本来異性愛者だったはずの俺がなぜ義勇と籍入れることになったかというと…だ、うちの副社長が財閥の跡取り問題でもめないように、俺に子どもを作らせたくなくて、子どもが出来ない前提の見合い相手を大量に探してきて、その中で選んだのが義勇だったんだ」
「つまり、あの坊ちゃんを選んだ理由は子どもができねえからでできるんだったら選ばなかったってことか?
馬鹿副社長ははどうでもいいし、このさい跡取りうんぬんも置いて考えろ。
錆兎自身はデキたら困んのか?」
「…えっ………?…」
その発想はまったくなかった。
…が、考えてみればそれが一番重要な気がする。
「…本当に…お前、核心つくよな…」
幼い頃から財閥を背負うために育っている宇髄はいつも一番重要な事だけをピンポイントで拾い上げる男だ。
重要な案件ほど余計な枝葉は省いて考える。
宇髄のそんなところに感心していると、
「俺のことはいいから。
それよりどうなんだ?
馬鹿野郎がダメって言うならお前もダメなのか?」
と、言われて、錆兎はあらためて考えた。
「いや?全然。
ちょっと面倒なことにはなるとは思うが、子どもは好きだしな。
義勇と籍を入れた時には、下手をするとこれで自分の子どもは一生持てない可能性もあるかと少しだけ残念に思ったくらいだ。
でも義勇が俺の弟で子どもみたいなものだからまあいいかって思い直したんだけどな。
両方手に入るのなら、それにこしたことはないだろう?」
親友たち相手に嘘をついても仕方ない。
思っていたそのままを伝えると、宇髄は
「それだったらそう言ってやれ。
パニック起こしすぎて気を失っちまったから」
と、ちらりと義勇の方に視線をむけた。
ああ、なるほど、納得だ。
身体的にという意味ではなく、メンタルの問題か…。
本当に検査薬が正しいのかということはおいておいて、どちらにしても条件によって義勇を突き放したりすることはないということを、きちんと伝えておいてやらないと、戻る場所のない義勇をひどく追い詰めることになる。
その上で、まず、本当に信じられないことだが、義勇に子どもができているかどうかを確認しなければならない。

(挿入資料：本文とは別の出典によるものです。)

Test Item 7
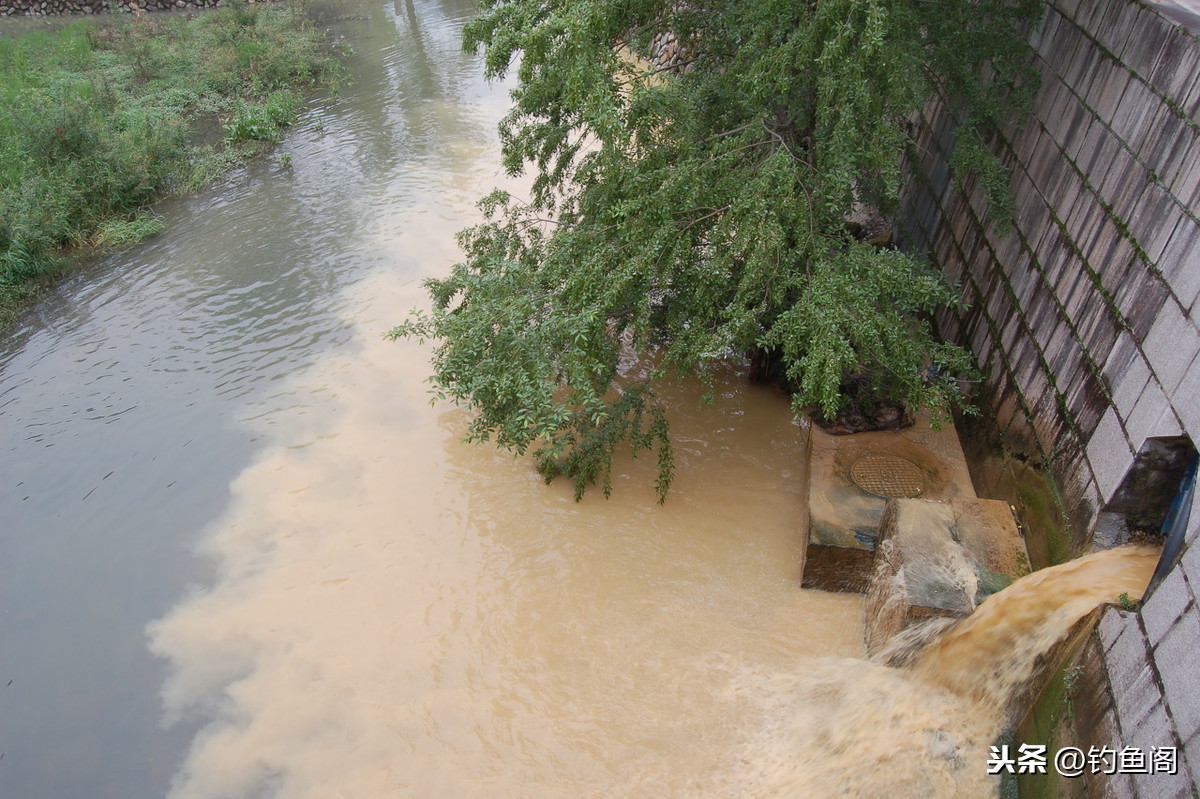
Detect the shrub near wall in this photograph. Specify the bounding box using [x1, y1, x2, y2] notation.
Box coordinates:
[0, 0, 221, 17]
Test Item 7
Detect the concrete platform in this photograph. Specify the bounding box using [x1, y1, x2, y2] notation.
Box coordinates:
[803, 415, 976, 591]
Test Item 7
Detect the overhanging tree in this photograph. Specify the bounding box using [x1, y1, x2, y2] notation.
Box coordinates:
[391, 0, 1039, 498]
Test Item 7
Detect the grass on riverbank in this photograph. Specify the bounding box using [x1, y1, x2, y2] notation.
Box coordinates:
[0, 4, 341, 318]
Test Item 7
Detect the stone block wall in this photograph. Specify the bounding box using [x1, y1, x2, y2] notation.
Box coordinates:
[905, 0, 1200, 797]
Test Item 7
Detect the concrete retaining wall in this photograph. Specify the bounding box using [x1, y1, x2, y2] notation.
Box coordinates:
[906, 0, 1200, 797]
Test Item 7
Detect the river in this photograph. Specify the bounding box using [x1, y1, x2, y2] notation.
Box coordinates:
[0, 0, 862, 799]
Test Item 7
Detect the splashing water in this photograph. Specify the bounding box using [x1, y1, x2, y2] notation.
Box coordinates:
[740, 547, 1158, 799]
[913, 547, 1159, 707]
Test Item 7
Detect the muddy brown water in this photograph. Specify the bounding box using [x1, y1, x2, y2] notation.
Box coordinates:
[0, 0, 1157, 799]
[0, 2, 862, 799]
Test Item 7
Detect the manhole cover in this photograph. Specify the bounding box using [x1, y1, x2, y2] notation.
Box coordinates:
[850, 455, 925, 499]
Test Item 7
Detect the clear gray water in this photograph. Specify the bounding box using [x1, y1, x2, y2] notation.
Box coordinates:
[0, 0, 860, 799]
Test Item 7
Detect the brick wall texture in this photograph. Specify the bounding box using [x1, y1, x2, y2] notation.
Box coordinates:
[905, 0, 1200, 799]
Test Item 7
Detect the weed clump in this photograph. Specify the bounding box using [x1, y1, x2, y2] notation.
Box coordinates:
[0, 2, 341, 317]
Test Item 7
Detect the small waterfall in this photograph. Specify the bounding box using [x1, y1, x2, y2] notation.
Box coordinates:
[913, 547, 1159, 707]
[739, 547, 1158, 799]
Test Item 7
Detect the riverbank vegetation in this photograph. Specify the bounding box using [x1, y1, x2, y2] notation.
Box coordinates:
[392, 0, 1040, 497]
[0, 4, 340, 314]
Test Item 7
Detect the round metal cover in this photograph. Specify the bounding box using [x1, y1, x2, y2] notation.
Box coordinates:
[850, 455, 925, 499]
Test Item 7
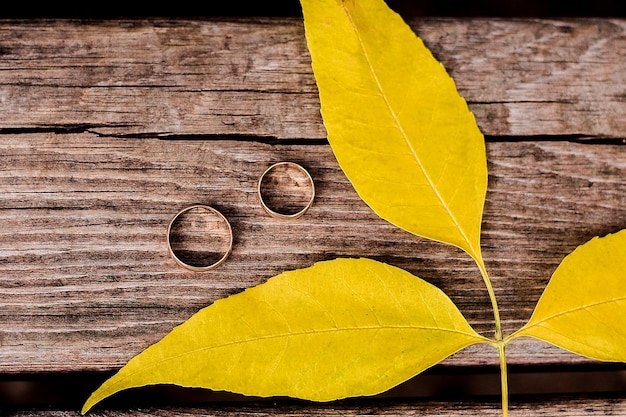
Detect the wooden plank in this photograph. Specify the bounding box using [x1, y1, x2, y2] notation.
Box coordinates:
[0, 133, 626, 373]
[0, 18, 626, 139]
[6, 397, 626, 417]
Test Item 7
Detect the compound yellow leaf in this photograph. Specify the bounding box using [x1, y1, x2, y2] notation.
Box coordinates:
[82, 259, 487, 413]
[512, 230, 626, 362]
[301, 0, 487, 262]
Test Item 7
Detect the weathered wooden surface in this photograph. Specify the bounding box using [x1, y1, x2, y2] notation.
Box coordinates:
[6, 397, 626, 417]
[0, 19, 626, 139]
[0, 14, 626, 415]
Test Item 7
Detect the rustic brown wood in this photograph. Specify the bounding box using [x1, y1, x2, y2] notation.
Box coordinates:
[0, 15, 626, 416]
[6, 397, 626, 417]
[0, 133, 626, 373]
[0, 19, 626, 139]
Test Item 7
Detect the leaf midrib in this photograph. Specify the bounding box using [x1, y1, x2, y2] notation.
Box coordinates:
[510, 296, 626, 339]
[342, 3, 476, 257]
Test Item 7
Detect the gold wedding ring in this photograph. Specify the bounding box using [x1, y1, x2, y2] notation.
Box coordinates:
[257, 162, 315, 220]
[167, 204, 233, 272]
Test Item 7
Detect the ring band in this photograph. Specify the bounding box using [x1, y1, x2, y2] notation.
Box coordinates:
[167, 204, 233, 272]
[257, 162, 315, 220]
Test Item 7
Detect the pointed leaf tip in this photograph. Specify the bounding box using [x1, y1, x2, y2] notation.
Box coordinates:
[301, 0, 487, 262]
[514, 230, 626, 362]
[82, 259, 486, 413]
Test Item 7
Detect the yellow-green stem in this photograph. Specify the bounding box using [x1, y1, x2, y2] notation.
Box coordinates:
[498, 341, 509, 417]
[474, 256, 502, 342]
[474, 254, 509, 417]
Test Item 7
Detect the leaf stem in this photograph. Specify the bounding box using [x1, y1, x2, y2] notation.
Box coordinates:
[473, 253, 503, 342]
[498, 341, 509, 417]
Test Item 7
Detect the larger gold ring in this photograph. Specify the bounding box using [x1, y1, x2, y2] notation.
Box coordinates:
[257, 162, 315, 220]
[167, 204, 233, 272]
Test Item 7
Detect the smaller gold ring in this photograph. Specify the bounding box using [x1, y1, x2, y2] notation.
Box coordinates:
[167, 204, 233, 272]
[257, 162, 315, 220]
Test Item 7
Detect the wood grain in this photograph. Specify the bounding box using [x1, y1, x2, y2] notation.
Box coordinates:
[0, 133, 626, 373]
[6, 397, 626, 417]
[0, 19, 626, 416]
[0, 19, 626, 139]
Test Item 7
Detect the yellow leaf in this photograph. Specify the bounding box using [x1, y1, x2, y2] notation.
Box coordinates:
[511, 230, 626, 362]
[301, 0, 487, 263]
[82, 259, 487, 413]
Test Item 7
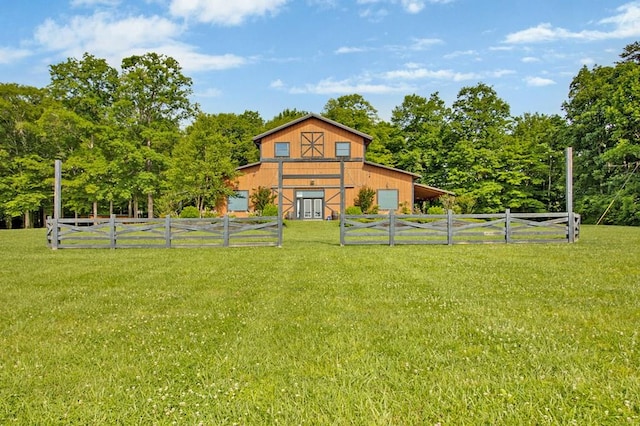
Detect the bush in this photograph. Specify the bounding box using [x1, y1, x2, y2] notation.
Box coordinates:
[262, 204, 278, 216]
[345, 206, 362, 215]
[180, 206, 200, 219]
[249, 186, 277, 216]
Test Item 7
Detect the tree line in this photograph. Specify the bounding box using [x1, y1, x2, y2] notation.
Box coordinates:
[0, 42, 640, 227]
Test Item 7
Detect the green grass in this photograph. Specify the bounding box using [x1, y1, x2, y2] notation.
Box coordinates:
[0, 222, 640, 425]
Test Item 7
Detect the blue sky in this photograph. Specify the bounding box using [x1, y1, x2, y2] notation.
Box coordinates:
[0, 0, 640, 120]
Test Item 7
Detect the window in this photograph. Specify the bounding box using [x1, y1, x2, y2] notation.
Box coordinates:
[227, 191, 249, 212]
[300, 132, 324, 158]
[378, 189, 398, 210]
[336, 142, 351, 158]
[275, 142, 289, 157]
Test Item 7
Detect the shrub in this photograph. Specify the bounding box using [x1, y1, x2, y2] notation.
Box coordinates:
[180, 206, 200, 219]
[249, 186, 276, 216]
[262, 204, 278, 216]
[427, 206, 446, 214]
[345, 206, 362, 215]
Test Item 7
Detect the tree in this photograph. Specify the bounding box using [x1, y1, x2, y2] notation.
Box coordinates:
[200, 111, 264, 167]
[163, 114, 236, 213]
[445, 83, 511, 212]
[47, 53, 121, 216]
[390, 93, 449, 186]
[0, 84, 54, 228]
[322, 94, 380, 134]
[114, 53, 197, 217]
[504, 113, 568, 211]
[563, 43, 640, 225]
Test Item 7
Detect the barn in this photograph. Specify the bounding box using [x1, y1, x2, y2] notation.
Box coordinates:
[227, 114, 450, 220]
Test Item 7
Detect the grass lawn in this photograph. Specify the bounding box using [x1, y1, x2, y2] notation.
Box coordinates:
[0, 222, 640, 425]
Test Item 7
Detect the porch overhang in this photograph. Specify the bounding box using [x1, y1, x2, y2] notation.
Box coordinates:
[413, 183, 456, 202]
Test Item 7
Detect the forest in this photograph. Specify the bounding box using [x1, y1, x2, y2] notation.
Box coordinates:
[0, 42, 640, 228]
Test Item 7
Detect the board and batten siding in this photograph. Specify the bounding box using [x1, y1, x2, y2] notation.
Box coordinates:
[260, 118, 365, 160]
[230, 161, 413, 217]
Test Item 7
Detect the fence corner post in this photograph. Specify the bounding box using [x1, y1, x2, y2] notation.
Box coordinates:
[109, 214, 116, 249]
[567, 210, 576, 243]
[504, 209, 511, 244]
[222, 214, 230, 247]
[47, 216, 60, 250]
[389, 210, 396, 247]
[340, 210, 347, 247]
[164, 214, 171, 248]
[447, 209, 453, 246]
[278, 210, 284, 247]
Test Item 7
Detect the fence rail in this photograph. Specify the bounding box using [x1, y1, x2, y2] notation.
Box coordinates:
[47, 215, 283, 249]
[340, 210, 580, 246]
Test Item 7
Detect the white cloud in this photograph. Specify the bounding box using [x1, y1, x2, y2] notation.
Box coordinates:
[35, 12, 181, 56]
[524, 77, 556, 87]
[409, 38, 443, 50]
[334, 46, 369, 55]
[444, 50, 478, 59]
[289, 78, 412, 95]
[35, 12, 249, 71]
[71, 0, 121, 7]
[505, 2, 640, 44]
[384, 68, 481, 81]
[383, 64, 515, 82]
[194, 87, 222, 98]
[0, 47, 31, 64]
[486, 70, 516, 78]
[269, 79, 284, 89]
[400, 0, 424, 14]
[580, 58, 596, 66]
[599, 2, 640, 38]
[170, 0, 288, 25]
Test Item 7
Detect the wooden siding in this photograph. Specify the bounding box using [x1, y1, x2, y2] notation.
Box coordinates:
[234, 161, 413, 217]
[260, 117, 365, 160]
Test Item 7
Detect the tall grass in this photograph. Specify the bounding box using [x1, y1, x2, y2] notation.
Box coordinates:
[0, 222, 640, 425]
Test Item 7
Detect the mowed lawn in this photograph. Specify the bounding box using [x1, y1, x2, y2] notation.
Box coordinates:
[0, 222, 640, 425]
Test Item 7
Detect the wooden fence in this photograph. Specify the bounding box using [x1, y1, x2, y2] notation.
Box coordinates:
[47, 215, 283, 249]
[340, 210, 580, 246]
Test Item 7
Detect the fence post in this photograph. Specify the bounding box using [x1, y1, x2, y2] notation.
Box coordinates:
[222, 214, 229, 247]
[164, 214, 171, 248]
[389, 210, 396, 247]
[47, 217, 60, 250]
[504, 209, 511, 244]
[109, 214, 116, 249]
[447, 209, 453, 245]
[565, 147, 576, 243]
[340, 157, 347, 247]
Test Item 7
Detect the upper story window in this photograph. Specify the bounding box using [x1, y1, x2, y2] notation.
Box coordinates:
[300, 132, 324, 158]
[336, 142, 351, 158]
[275, 142, 291, 157]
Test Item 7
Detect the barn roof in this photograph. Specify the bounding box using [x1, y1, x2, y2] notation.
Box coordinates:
[253, 113, 373, 145]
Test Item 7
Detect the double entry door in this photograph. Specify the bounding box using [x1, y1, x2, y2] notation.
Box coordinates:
[296, 191, 324, 219]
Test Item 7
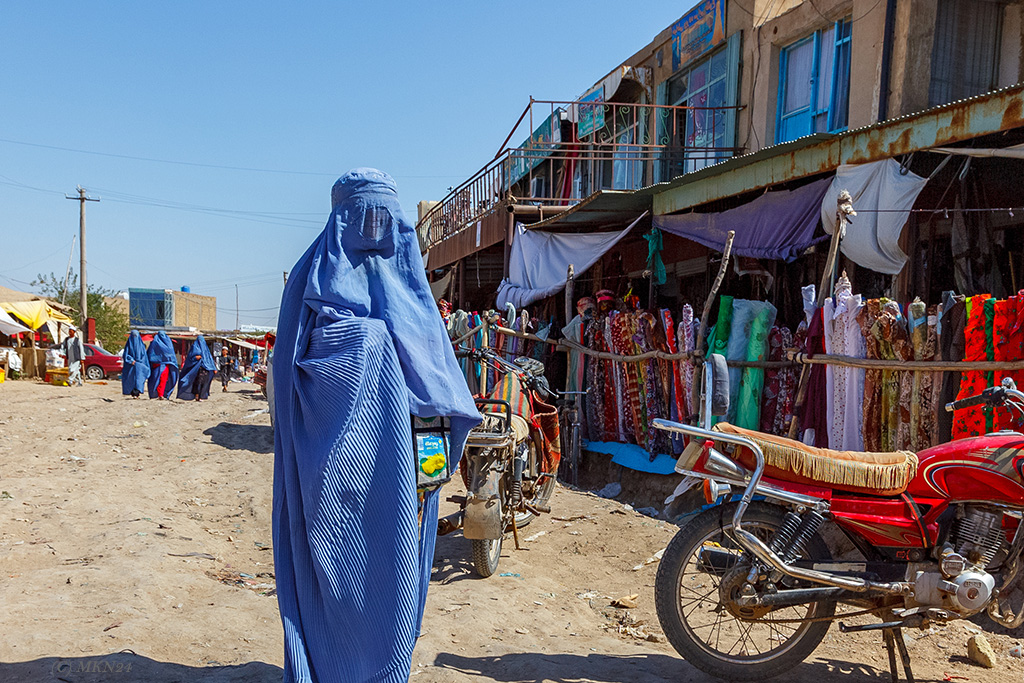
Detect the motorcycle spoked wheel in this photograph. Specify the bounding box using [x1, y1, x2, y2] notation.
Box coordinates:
[471, 475, 511, 579]
[654, 503, 836, 681]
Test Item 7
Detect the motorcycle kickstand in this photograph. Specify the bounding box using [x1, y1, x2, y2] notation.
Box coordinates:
[882, 627, 914, 683]
[512, 514, 522, 550]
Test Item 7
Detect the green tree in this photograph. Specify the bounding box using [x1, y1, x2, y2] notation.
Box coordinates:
[32, 271, 128, 350]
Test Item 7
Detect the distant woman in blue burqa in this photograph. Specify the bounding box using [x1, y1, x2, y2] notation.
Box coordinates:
[121, 330, 150, 398]
[178, 335, 217, 400]
[272, 169, 480, 683]
[146, 331, 178, 398]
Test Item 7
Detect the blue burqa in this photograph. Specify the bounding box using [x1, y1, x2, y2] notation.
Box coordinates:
[146, 332, 178, 398]
[121, 330, 150, 396]
[178, 335, 217, 400]
[272, 169, 480, 683]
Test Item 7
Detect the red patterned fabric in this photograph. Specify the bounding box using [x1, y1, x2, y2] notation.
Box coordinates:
[952, 294, 991, 439]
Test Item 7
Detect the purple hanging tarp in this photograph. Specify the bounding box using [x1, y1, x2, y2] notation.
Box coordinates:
[653, 177, 831, 261]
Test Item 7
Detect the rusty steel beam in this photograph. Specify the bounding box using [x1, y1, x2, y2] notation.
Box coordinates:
[653, 85, 1024, 215]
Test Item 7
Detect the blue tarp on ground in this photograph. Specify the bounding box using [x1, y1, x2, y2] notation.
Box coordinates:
[583, 441, 677, 474]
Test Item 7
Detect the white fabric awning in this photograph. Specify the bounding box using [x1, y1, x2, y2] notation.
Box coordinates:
[930, 144, 1024, 159]
[821, 159, 928, 275]
[498, 211, 647, 308]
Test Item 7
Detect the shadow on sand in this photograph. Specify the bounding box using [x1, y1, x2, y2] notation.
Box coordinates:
[433, 652, 942, 683]
[0, 650, 284, 683]
[203, 422, 273, 453]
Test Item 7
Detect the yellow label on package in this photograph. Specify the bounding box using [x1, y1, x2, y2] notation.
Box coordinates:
[416, 434, 447, 478]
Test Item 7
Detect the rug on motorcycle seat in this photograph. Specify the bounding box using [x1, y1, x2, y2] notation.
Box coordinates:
[487, 373, 562, 473]
[714, 422, 918, 496]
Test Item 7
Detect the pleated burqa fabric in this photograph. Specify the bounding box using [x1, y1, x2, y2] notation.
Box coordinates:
[273, 169, 479, 683]
[121, 330, 150, 396]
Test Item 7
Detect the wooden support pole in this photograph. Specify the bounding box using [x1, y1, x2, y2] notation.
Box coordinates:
[790, 189, 857, 439]
[690, 230, 736, 419]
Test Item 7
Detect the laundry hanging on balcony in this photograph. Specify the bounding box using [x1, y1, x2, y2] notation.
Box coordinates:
[821, 159, 928, 275]
[498, 211, 647, 308]
[652, 178, 835, 261]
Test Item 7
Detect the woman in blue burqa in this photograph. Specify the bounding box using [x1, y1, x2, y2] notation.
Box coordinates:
[146, 331, 178, 398]
[178, 335, 217, 400]
[121, 330, 150, 398]
[272, 169, 480, 683]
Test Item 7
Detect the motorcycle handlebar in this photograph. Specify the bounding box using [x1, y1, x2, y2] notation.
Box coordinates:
[946, 387, 1007, 413]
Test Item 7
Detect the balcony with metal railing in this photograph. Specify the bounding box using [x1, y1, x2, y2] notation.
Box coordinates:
[417, 98, 741, 248]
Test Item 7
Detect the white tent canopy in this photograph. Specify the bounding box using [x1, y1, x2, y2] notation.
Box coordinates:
[498, 211, 647, 308]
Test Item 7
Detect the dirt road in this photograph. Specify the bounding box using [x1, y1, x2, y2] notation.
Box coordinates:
[0, 382, 1024, 683]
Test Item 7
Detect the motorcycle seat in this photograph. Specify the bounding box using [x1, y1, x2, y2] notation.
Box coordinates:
[481, 409, 529, 443]
[714, 422, 918, 496]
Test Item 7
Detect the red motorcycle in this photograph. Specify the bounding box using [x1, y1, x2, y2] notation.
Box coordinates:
[653, 356, 1024, 681]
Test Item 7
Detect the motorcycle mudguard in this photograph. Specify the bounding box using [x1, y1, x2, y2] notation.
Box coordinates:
[462, 468, 504, 541]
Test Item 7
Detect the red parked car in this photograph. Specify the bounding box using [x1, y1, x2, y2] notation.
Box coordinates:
[84, 344, 124, 380]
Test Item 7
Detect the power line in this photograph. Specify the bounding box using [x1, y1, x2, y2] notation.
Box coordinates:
[0, 138, 466, 178]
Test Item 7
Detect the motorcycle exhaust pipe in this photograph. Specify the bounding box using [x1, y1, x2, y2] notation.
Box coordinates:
[437, 510, 465, 536]
[705, 449, 751, 482]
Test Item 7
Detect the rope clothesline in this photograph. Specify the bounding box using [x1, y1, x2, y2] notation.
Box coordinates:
[452, 325, 1024, 373]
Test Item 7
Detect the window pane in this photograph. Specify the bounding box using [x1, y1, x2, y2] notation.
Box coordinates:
[708, 81, 725, 106]
[814, 27, 836, 114]
[711, 50, 728, 82]
[689, 61, 708, 92]
[782, 40, 814, 115]
[828, 43, 850, 130]
[667, 73, 687, 106]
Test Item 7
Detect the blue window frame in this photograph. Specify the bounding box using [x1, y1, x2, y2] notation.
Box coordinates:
[775, 18, 852, 142]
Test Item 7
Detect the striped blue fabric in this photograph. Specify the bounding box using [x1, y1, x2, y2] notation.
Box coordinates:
[273, 169, 479, 683]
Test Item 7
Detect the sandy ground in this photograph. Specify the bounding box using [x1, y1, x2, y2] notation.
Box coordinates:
[0, 382, 1024, 683]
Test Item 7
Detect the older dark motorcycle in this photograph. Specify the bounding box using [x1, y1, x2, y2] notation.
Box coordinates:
[654, 356, 1024, 681]
[438, 348, 560, 578]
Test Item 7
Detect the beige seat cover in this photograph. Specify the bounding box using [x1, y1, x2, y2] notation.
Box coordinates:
[715, 422, 918, 496]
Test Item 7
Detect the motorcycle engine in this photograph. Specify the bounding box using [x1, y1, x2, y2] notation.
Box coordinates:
[907, 505, 1006, 616]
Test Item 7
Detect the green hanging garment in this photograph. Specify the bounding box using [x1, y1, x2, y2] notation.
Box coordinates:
[736, 304, 776, 430]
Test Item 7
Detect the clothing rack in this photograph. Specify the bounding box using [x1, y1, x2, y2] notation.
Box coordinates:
[460, 325, 1024, 373]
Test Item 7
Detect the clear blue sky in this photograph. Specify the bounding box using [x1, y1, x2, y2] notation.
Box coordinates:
[0, 0, 693, 328]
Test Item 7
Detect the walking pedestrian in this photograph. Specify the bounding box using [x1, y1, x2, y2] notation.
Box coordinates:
[178, 335, 217, 401]
[62, 328, 85, 386]
[217, 346, 234, 392]
[268, 169, 480, 683]
[121, 330, 150, 398]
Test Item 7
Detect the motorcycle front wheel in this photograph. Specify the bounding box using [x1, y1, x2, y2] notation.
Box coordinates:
[473, 539, 502, 579]
[654, 503, 836, 681]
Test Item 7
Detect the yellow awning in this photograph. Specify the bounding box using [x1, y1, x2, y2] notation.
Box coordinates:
[0, 301, 75, 330]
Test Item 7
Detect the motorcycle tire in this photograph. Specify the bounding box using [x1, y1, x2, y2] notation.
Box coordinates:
[472, 539, 502, 579]
[654, 503, 836, 681]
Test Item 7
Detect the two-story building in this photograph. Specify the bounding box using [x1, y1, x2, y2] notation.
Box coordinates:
[420, 0, 1024, 321]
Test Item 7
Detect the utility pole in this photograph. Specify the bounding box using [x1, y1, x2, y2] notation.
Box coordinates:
[65, 185, 99, 331]
[60, 234, 78, 305]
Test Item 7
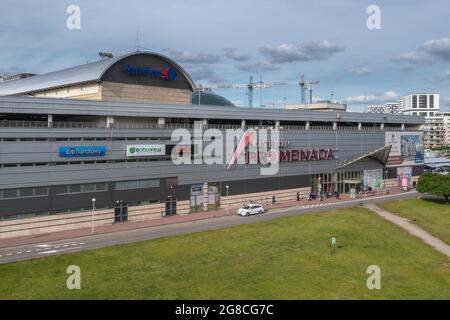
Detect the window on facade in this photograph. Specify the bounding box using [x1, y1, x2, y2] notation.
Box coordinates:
[82, 183, 95, 192]
[115, 179, 160, 190]
[3, 189, 18, 199]
[69, 184, 81, 193]
[34, 187, 48, 197]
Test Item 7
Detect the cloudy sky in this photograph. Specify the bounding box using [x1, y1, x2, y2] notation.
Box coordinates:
[0, 0, 450, 111]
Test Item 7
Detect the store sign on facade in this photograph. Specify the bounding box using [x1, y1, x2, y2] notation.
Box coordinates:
[126, 144, 166, 157]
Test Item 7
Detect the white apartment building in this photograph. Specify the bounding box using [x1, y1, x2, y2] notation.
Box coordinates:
[401, 93, 439, 117]
[439, 112, 450, 146]
[422, 113, 446, 148]
[367, 102, 402, 114]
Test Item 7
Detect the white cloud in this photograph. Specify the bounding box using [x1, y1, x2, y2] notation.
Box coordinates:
[427, 70, 450, 83]
[344, 91, 400, 104]
[348, 68, 372, 76]
[422, 38, 450, 62]
[259, 40, 344, 63]
[237, 61, 280, 72]
[224, 48, 250, 61]
[165, 49, 220, 63]
[392, 51, 434, 71]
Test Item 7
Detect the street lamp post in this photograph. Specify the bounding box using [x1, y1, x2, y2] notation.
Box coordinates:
[225, 185, 230, 215]
[91, 198, 96, 233]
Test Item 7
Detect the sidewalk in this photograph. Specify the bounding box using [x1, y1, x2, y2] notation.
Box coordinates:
[0, 188, 408, 248]
[364, 203, 450, 258]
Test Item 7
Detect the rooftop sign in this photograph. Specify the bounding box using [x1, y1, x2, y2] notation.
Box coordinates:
[122, 64, 177, 81]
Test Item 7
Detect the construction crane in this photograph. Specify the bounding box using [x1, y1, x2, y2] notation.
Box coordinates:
[299, 74, 320, 104]
[198, 76, 287, 108]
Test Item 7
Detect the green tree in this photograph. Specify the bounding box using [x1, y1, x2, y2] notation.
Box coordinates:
[417, 173, 450, 203]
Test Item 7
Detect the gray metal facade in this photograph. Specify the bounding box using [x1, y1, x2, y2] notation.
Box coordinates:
[0, 97, 422, 219]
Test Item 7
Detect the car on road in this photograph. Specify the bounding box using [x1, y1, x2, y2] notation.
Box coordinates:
[237, 203, 264, 216]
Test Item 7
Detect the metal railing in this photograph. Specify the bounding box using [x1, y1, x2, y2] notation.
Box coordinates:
[0, 120, 412, 131]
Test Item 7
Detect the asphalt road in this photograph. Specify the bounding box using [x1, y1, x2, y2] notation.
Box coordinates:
[0, 191, 417, 264]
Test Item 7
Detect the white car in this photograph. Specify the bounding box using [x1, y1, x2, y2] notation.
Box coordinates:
[238, 203, 264, 216]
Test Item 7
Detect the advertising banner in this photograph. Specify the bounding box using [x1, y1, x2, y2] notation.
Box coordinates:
[59, 146, 106, 158]
[126, 144, 166, 157]
[364, 169, 383, 190]
[385, 131, 424, 167]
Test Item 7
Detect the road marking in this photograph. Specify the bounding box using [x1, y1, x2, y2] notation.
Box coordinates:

本来ならありえないことなので、確認する場所も考えないと大騒ぎになって義勇を傷つけるだろうから、そのピックアップも慎重にするべきだろう。
そして…もしそれが間違いではなかったとしたら、さらに大変だ。
どうやって生むのか…。
普通に産めるのか、帝王切開になるのか…
その時の医者は?
最悪、普通に産めるのなら錆兎がこれから勉強をして自宅でということもできなくはないが、帝王切開になるなら医者と場所が必要だ。
さあ…どこから始めればいい。
錆兎が必死に考え込んでいると、やがて義勇が目を覚ました。